BRITISH media group Pearson shocked the market yesterday, saying improper accounting at its Penguin USA books unit would force it to make a charge of up to £100 million sterling against 1996 profits.
The news of what one analyst called "quite a horrific provision" initially sent Pearson shares into a tailspin - falling by more than 9 per cent at one point - before rallying strongly to 745p for a loss of 22 1/2p as analysts said the news rekindled the view that the group was a candidate for a takeover bid.
Pearson said in a statement the problems, which date back to 1991 but only emerged very recently, arose from unauthorised discounting of invoices for early payment by customers, with the discounts not fully recognised in Penguin USA accounts.
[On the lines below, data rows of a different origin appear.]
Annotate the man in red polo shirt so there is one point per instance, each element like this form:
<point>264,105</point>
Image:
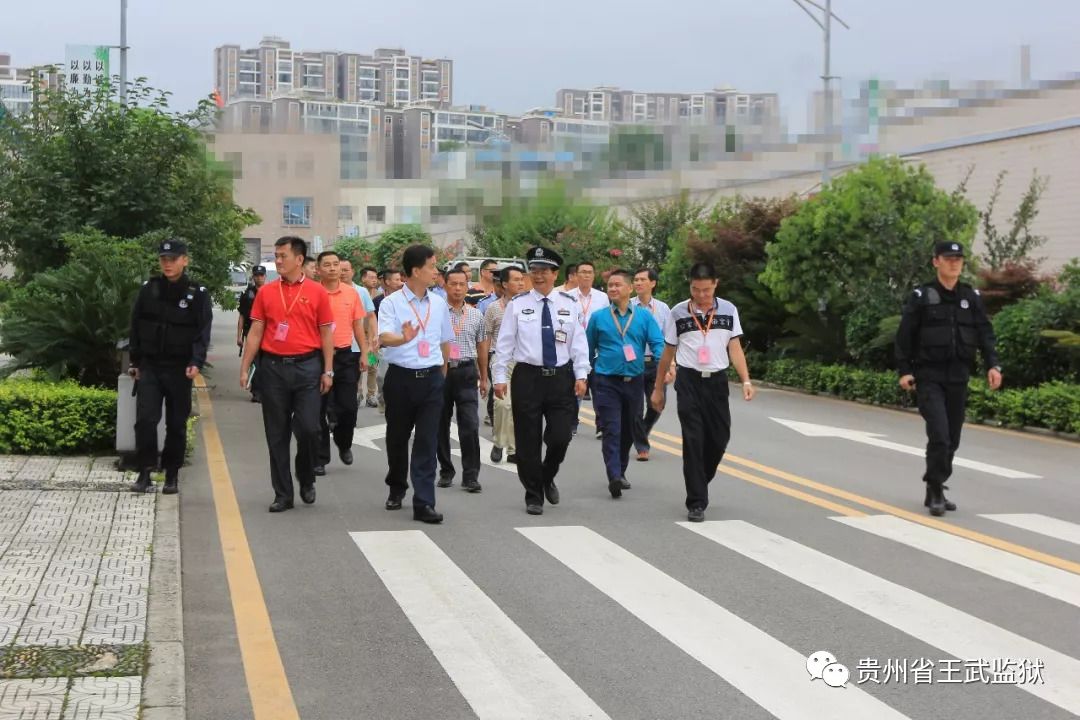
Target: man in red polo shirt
<point>292,331</point>
<point>339,407</point>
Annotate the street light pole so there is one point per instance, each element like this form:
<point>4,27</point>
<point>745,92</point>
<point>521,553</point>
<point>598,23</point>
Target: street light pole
<point>123,53</point>
<point>826,25</point>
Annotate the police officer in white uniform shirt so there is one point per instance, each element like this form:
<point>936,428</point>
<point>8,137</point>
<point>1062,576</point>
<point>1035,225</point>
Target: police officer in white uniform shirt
<point>543,336</point>
<point>702,335</point>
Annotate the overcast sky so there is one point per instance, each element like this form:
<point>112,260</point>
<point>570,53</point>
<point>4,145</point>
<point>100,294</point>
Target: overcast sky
<point>513,56</point>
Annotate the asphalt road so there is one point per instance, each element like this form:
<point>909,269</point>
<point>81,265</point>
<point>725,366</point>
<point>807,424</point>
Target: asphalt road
<point>605,608</point>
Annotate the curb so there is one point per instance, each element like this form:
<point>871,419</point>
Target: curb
<point>164,688</point>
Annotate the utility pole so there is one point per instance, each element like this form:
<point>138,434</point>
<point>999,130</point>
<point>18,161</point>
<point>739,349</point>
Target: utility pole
<point>825,23</point>
<point>123,53</point>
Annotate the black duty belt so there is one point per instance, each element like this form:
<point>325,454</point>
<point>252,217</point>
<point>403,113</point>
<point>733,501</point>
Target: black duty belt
<point>288,360</point>
<point>545,371</point>
<point>705,375</point>
<point>423,372</point>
The complex nature of publishers' accounts, with hundreds of thousands of transactions passing through the New York based Penguin USA's New Jersey facility where its accounting operations are, made it easier for a what a Pearson spokesman called a "very determined individual" to conceal the discrepancies.
"I think we are dealing with a very determined individual,"the spokesman said. "We are confident we have provided for not only what we have discovered so far but also what will be discovered (as the investigation continues to its conclusion)," the spokesman said, describing the likely provisions as conservative.
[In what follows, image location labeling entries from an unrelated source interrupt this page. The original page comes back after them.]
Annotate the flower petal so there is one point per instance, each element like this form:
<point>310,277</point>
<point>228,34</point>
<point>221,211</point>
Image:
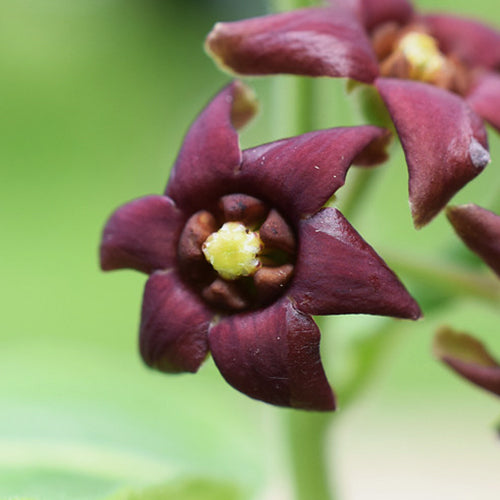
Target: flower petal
<point>301,173</point>
<point>310,42</point>
<point>174,325</point>
<point>472,41</point>
<point>211,151</point>
<point>469,358</point>
<point>337,272</point>
<point>484,98</point>
<point>273,355</point>
<point>480,230</point>
<point>373,13</point>
<point>444,142</point>
<point>142,235</point>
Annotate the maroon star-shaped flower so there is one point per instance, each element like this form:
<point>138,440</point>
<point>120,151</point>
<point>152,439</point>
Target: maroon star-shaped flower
<point>468,358</point>
<point>257,325</point>
<point>438,76</point>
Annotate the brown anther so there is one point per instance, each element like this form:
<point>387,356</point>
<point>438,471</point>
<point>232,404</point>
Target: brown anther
<point>225,295</point>
<point>243,208</point>
<point>276,233</point>
<point>269,281</point>
<point>197,229</point>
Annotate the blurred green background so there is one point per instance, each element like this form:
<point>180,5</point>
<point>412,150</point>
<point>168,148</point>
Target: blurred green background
<point>95,98</point>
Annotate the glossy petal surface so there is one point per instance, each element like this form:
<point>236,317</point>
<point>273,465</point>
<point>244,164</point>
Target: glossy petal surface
<point>443,139</point>
<point>484,98</point>
<point>375,12</point>
<point>472,41</point>
<point>337,272</point>
<point>174,325</point>
<point>469,358</point>
<point>142,235</point>
<point>312,42</point>
<point>480,230</point>
<point>298,175</point>
<point>210,151</point>
<point>273,355</point>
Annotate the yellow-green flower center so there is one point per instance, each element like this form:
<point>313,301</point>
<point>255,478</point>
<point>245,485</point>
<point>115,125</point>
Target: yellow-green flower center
<point>423,55</point>
<point>233,251</point>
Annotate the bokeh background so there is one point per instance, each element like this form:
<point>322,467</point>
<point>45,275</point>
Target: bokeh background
<point>95,97</point>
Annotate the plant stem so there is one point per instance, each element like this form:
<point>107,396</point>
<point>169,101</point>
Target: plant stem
<point>294,113</point>
<point>307,434</point>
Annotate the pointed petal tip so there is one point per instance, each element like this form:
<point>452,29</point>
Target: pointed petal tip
<point>245,104</point>
<point>174,325</point>
<point>479,155</point>
<point>468,357</point>
<point>273,355</point>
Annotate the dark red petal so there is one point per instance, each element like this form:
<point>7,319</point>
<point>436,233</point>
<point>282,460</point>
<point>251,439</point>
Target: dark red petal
<point>337,272</point>
<point>311,42</point>
<point>174,325</point>
<point>142,235</point>
<point>273,355</point>
<point>469,358</point>
<point>484,98</point>
<point>472,41</point>
<point>480,230</point>
<point>211,151</point>
<point>301,173</point>
<point>373,13</point>
<point>444,142</point>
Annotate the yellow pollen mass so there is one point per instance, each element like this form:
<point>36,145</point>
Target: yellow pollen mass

Pearson said that those found to be responsible for the problem, "have been and will be appropriately dealt with", without giving details. Ms Marjorie Scardino, who took over as Pearson chief executive at the start of the year, said in the statement, "We have moved quickly to implement a detailed plan of action to address these unauthorised practices."
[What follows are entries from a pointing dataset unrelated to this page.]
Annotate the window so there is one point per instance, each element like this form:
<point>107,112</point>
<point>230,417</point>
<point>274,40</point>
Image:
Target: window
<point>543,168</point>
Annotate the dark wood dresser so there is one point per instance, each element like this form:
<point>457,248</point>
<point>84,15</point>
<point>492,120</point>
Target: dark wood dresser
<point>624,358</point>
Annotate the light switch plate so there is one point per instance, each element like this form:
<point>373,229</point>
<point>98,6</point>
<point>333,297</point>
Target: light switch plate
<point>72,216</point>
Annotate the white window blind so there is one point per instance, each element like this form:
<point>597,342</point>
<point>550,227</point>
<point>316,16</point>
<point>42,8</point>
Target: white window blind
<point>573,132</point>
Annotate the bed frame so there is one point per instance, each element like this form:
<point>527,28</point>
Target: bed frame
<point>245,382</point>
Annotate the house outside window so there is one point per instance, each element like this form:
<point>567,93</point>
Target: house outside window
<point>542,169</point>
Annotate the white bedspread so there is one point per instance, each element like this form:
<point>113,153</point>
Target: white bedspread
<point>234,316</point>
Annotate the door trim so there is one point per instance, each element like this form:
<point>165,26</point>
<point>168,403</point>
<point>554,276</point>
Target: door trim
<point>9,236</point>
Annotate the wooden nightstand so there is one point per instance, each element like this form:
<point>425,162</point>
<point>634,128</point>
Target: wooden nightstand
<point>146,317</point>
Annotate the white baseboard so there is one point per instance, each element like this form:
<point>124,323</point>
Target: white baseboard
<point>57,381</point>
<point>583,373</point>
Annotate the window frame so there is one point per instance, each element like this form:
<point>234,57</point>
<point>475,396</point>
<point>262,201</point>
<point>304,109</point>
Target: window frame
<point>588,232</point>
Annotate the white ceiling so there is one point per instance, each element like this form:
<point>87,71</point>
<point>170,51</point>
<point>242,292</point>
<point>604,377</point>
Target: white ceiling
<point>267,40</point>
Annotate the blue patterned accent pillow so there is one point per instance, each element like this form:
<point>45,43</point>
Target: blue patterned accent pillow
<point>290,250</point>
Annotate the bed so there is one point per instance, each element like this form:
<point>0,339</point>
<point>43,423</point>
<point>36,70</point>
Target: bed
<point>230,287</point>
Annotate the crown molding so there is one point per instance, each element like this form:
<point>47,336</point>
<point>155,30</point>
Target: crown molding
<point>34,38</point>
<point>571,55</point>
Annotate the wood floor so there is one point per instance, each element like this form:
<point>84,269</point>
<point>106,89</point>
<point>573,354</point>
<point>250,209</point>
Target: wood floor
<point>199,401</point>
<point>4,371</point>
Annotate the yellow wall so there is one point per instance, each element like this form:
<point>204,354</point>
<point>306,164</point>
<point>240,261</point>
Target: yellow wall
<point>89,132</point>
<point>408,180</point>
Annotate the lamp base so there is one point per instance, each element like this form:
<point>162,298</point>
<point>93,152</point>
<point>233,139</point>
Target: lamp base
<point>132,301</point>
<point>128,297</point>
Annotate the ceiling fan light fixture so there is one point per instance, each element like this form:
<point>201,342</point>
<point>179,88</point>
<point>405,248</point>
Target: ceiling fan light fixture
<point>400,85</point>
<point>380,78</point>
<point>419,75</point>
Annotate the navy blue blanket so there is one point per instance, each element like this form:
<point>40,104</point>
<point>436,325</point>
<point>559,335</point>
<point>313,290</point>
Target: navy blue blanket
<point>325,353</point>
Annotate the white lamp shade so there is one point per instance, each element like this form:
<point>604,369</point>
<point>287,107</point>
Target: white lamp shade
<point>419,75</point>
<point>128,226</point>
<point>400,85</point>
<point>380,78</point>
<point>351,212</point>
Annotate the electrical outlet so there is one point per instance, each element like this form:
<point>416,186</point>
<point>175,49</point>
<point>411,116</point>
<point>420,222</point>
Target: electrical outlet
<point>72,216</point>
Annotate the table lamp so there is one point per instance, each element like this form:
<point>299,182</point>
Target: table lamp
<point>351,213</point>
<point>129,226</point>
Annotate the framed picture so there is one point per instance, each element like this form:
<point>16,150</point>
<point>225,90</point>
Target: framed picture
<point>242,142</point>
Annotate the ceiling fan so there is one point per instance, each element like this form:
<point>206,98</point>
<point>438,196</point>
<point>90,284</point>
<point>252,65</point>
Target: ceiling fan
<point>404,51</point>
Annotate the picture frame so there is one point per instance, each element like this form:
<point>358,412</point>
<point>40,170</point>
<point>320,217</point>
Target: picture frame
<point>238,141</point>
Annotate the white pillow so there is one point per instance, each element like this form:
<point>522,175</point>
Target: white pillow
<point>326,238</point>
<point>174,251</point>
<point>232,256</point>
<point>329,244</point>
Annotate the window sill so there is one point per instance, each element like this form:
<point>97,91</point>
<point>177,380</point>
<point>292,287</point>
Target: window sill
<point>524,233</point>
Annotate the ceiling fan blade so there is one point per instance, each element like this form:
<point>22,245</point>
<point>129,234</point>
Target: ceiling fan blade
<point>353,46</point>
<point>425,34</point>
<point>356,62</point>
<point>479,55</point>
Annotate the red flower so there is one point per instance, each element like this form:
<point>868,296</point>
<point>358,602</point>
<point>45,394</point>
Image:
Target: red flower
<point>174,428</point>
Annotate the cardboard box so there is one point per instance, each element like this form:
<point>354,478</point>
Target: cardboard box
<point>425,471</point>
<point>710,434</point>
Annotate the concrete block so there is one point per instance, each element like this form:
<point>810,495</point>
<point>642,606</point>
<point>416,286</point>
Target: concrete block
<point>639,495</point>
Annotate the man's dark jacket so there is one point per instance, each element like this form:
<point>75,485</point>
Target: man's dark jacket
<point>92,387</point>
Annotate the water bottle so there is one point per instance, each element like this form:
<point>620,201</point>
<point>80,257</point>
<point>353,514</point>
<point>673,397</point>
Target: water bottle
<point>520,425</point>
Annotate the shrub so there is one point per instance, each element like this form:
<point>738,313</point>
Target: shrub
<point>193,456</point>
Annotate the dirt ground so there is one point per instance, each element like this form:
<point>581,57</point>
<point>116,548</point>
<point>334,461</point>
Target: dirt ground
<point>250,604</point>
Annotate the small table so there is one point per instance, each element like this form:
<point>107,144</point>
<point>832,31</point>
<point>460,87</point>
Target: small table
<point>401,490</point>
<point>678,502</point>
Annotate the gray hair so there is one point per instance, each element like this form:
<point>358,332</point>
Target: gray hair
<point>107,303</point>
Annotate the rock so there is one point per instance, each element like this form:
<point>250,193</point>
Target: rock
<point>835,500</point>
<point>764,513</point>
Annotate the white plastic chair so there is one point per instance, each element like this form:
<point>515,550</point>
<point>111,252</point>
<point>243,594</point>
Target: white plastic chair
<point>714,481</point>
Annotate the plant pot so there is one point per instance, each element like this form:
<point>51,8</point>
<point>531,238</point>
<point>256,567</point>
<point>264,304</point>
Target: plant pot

Analyst Mr Anthony de Larrinaga of Panmure Gordon said the news showed Ms Scardino and her new team were "tightening up", but said it highlighted the problems she faced in tackling Pearson's woes, as well as asking serious questions of management controls.
The problems were uncovered by Mr Michael Lynton, who took over as Penguin chairman and chief executive in January, and his management team, and are being investigated by lawyers and by accountants Price Waterhouse.
Pearson said the profits of Penguin would not be restated and Pearson had not changed its 1997 profit expectations for the company as a result of the unauthorised discounts. The scale of the provisions compares with 1996 gross sales at Penguin USA - before allowances for books returned - of £300 million.
Another analyst, while describing Pearson's profit record over the past six or seven years as "dire", said the market awaited full details of the events in New Jersey. He said although thoughts of a bid remained "in the back of people's minds", investors would grant the new management team a period in which to bring about improvement at the company.
Pearson is due to announce its 1996 results on March 18th, when analysts hope to hear something of the new team's restructuring plans. Pre tax profits, before the Penguin USA provision, are forecast at between £235 million and £290 million sterling, down from £365.1 million in 1995.